Case in point: Wim Wenders. The French famously lead the rest of Europe in complaining about us, but Wenders, who knows us far better, gives us the benefit of a doubt that admittedly we don’t always deserve. It’s not exactly a get-out-of-jail-free card, though, this Paris, Texas of his. It’s an admonishment, if a gentle and sympathetic one, of our chimerical American dreams. Fair play to him. Having colonized the German subconscious, as Wenders himself so elegantly put it, we can hardly complain when a German artist of his stature returns the favor.
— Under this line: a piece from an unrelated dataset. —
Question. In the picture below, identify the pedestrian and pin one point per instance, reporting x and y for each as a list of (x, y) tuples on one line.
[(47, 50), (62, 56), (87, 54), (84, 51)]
Someone should arrange to show Paris, Texas to the pig* vile creature currently posing as our president, not that it would do any good. He’s as American as I am, but he’ll never have any idea what that actually means, let alone honor it in his actions. How much better off would we be, do you think, if the qualities that Harry Dean Stanton embodied in his best performances informed the day-to-day actions of our politicians? In the meantime, all I can say is that I’ll miss that grand old man, and so will a lot of other people, Wim Wenders fans or not.
*It’s long after the fact, but I just can’t let this stand as originally written. Pigs have good reasons for being how they are. Trump doesn’t. I’m not sure he deserves all the blame for what he’s become, but at this point how he got to be what he is matters less than putting him in a place where he can’t do any more harm to anyone who hasn’t volunteered for his abuse.